The distinction probably comes from the fact we can’t outright see a mental health condition. As those who suffer from so-called “invisible conditions” can attest, it’s harder to cope when your illness or disability is hidden from view. It’s a lot harder for someone to disagree with a plaster cast up to someone’s hip limiting them than it is to accept the same limits on someone who just says: “I’m stressed”.
There are many people who seem to think messages like the one featured above are the answer to all mental health problems. People just need to think positively! Try not to think like that! Positivity is the answer!
Which seems all well and good, but you wouldn’t tell someone with a fractured wrist to just think positively and then be able to lift a barbell. Positive thinking has its place, but that place is not in the treatment of mental health.
The “Invisible” Aspect
It’s a fair assumption that the invisible factor is why mental health is still treated as the poor cousin when it comes to healthcare. For sufferers, this attitude can make things even worse.

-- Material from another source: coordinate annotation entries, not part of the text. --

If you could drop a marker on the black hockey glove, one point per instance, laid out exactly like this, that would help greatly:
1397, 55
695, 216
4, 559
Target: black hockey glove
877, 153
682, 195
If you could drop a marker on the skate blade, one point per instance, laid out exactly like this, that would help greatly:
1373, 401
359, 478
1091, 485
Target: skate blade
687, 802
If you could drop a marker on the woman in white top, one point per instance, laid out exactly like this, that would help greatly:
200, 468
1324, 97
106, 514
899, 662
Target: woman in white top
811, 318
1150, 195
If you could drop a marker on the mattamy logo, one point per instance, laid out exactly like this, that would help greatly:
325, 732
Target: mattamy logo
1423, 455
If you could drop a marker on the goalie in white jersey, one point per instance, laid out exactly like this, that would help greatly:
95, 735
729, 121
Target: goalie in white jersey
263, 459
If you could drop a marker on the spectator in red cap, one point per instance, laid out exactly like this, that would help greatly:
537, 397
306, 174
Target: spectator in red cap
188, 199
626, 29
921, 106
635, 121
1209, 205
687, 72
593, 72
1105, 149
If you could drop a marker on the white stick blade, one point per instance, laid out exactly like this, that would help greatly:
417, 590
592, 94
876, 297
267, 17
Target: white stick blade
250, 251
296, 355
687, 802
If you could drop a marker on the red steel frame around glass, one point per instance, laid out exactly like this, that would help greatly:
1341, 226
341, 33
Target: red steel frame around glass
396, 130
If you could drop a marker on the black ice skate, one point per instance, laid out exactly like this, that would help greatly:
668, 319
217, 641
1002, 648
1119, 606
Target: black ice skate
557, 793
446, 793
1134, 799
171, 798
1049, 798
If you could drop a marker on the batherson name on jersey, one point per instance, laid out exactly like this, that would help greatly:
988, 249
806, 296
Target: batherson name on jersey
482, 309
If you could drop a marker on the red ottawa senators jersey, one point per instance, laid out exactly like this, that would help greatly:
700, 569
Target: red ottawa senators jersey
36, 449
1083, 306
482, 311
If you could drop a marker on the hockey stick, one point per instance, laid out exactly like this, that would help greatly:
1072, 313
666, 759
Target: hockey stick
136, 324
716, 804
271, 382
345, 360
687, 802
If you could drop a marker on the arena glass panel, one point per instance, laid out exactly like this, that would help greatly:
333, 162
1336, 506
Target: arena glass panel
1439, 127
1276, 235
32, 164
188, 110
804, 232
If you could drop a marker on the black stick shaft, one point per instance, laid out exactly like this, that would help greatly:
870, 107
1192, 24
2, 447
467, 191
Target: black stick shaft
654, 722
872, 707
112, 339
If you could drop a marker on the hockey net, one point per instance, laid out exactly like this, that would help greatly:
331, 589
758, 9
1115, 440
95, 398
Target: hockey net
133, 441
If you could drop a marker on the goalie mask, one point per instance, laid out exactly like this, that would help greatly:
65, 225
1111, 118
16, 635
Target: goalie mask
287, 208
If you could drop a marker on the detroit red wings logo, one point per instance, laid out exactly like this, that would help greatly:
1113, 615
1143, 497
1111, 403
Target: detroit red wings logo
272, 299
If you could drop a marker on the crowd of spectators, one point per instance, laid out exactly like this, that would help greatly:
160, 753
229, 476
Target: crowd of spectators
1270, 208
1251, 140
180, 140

And not only does it make things worse - it’s also wrong.
Mental Health = Physical Health
If you have a mental health condition, it can manifest in many, many physical ways. We’ve all heard of sticky palms when you’re nervous, so it should be no surprise that those with chronic anxiety disorders can suffer from physical illness. If grief - itself “invisible” - can cause people’s health to fail (as is the case with Broken Heart Syndrome), then it’s obvious that simple thoughts can have serious physical impacts.
Not only that, but poor mental health can also result in destructive behaviors that require the assistance of professionals, counseling, or even a treatment center to resolve. The areas of life that suffering from a mental health condition can compromise are legion.
Problems Mental Health Causes
It’s therefore, worth bearing in mind that if you have a physical health problem, your mental health may be contributing to it.
For example: maybe your weight loss is not going how you intended. If you’re not getting enough sleep and/or are stressed, then the raised level of the hormone cortisol in your blood could make it very difficult for you to lose weight even on a calorie-controlled diet.
Furthermore, anxiety disorders have been speculated to lead to an increase in a condition called adrenal fatigue. People with diagnosed depressive issues are more likely to become ill with colds and ‘flu.
So whatever your physical woes, always remember that your mental health needs to be focused on too. They are, after all, one and the same.